Zum Abfallwirtschaftskonzept des Kreises kochen gegensätzliche Auffassungen, auch Emotionen hoch

Czupalla: Eigenständigkeit bewährt sich

D e l i t z s c h. Wohin mit dem Müll im Kreis Delitzsch, wenn eine bundesweite Richtlinie ab 2005 (TASi = Technische Anleitung Siedlungsabfall, wir berichteten mehrfach) nicht mehr zulässt, nach bestimmten Kriterien unbehandelten Abfall wie bisher zu deponieren? Darauf sucht seit Monaten eine überparlamentarische Arbeitsgruppe Antwort. Sie steht dem Kreistag, der letztendlich die Entscheidung fällen muss, beratend zur Seite. Nach einem LVZ-Interview mit SPD-Funktionären, die dieser Tage in die Schenkenberger Kulturscheune zu eben dieser Problematik zu einer Informations- und Diskussionsveranstaltung eingeladen hatten, kochen nun gegensätzliche Auffasssungen, aber auch Emotionen hoch.

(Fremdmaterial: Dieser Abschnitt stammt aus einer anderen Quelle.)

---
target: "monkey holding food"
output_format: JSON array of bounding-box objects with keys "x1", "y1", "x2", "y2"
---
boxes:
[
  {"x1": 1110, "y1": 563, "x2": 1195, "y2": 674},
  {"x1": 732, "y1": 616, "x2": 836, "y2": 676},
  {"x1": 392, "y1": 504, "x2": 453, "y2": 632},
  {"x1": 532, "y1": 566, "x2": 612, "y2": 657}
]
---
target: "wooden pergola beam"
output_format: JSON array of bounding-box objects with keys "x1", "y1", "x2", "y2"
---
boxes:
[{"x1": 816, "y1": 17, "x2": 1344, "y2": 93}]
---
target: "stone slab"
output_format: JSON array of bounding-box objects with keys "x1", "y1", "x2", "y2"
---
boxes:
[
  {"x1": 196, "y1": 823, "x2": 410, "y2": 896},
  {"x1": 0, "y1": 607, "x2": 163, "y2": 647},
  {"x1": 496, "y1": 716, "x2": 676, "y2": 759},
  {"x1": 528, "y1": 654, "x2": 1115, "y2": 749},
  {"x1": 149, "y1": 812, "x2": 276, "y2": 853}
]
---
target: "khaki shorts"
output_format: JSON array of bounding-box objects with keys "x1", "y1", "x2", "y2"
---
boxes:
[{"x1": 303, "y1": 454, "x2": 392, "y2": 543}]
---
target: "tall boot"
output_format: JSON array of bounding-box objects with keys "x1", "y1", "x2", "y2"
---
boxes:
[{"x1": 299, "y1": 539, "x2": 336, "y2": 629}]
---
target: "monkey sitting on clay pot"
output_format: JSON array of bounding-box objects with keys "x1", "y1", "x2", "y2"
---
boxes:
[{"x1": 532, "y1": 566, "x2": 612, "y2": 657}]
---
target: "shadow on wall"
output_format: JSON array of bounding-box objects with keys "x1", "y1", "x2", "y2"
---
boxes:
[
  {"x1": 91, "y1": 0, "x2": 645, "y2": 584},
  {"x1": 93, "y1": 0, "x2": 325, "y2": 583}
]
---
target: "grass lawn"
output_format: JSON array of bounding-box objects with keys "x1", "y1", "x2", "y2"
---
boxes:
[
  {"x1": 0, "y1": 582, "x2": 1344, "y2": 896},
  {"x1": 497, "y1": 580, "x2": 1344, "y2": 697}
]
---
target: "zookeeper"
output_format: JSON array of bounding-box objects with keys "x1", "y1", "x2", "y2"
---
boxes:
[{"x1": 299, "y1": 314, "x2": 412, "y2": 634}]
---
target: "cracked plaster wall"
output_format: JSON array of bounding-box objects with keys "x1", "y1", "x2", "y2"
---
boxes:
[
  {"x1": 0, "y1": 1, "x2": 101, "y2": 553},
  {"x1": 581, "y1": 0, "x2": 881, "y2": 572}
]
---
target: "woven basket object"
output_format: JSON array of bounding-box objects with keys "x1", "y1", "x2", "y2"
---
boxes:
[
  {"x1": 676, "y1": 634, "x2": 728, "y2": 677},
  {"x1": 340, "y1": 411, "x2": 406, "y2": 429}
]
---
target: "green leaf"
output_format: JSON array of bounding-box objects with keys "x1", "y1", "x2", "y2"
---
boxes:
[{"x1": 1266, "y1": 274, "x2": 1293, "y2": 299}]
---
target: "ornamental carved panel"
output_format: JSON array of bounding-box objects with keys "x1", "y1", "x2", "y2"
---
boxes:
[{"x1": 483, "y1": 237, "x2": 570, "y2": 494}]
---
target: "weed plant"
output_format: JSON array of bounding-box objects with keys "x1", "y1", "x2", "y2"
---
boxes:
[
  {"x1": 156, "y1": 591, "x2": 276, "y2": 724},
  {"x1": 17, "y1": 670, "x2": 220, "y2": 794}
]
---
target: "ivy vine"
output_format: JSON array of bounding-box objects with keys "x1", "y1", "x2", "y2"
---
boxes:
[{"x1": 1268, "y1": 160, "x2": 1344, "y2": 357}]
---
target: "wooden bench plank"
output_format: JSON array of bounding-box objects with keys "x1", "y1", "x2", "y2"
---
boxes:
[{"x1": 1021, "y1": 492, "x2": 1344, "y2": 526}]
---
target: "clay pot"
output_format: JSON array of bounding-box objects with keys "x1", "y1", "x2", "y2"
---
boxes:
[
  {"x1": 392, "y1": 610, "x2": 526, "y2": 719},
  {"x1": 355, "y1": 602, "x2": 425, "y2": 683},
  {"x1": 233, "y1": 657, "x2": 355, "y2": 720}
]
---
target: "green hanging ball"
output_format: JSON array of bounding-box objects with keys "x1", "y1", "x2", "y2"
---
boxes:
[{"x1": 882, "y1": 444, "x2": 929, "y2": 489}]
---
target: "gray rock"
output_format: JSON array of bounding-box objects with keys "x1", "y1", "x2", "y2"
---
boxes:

Der Initiator der Arbeitsgruppe, Landrat Michael Czupalla, beglückwünschte zur "Standfestigkeit" der Scheune, weil "sie solche Veranstaltungen aushält". Bei der Arbeit an dem langfristigen Abfallkonzept für den Kreis sei mehrfach gesagt worden, in welche Richtung es geht. "Und wir haben deshalb alle Türen geöffnet, damit hier fachliche und nicht parteipolitische Sichten dominieren." Gerade die jüngste Beratung der Arbeitsgruppe im Mai mit hochkarätigen Fachleuten, "an der nicht einer der Kritiker im LVZ-Interview teilnahm", hätte gezeigt, weshalb dem Kreis bei seinen Planungen ein enges Zeitlimit bliebe. "Wir haben die weiteren Entscheidungen im Kreistag schon von Mai auf September verlegt und müssen uns spätestens bis zum Jahresende positionieren."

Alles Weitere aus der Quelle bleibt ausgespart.